Continuous Calibration

Uncertainty management also involves a temporal dimension: judgments should be continuously updated as new evidence arrives.

The key to updating is the information content of the evidence. A blind test across a hundred samples should substantially shift your judgment; "no complaints since launch" should barely move it. A single strong piece of negative evidence can overturn the confidence accumulated by multiple prior positive data points -- for example, discovering that an entire class of specially formatted inputs all fail is enough to overturn the confidence you gained from "nine out of ten samples were correct."

Good judgment is incrementally corrected. The weight of each piece of evidence depends on its information content. Throughout the process, the judgment is always being calibrated.

After Making Constraints Explicit

Once you quantify the constraints of uncertainty, engineering design actually becomes more flexible.

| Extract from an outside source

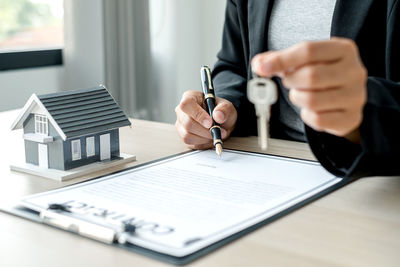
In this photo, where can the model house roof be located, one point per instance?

Validation layers and fallback strategies guarantee the system's reliability, so the prompt only needs to be good enough. The model occasionally makes mistakes; the architecture handles them. The architecture's effectiveness is not tied to a specific model -- swap the model and the architecture still holds.

For LLM engineering, the truly controllable variables are: system architecture, validation logic, fallback strategies, and the monitoring system. Reliability comes from the engineering structure wrapped around the LLM, and that is where engineering effort should be concentrated.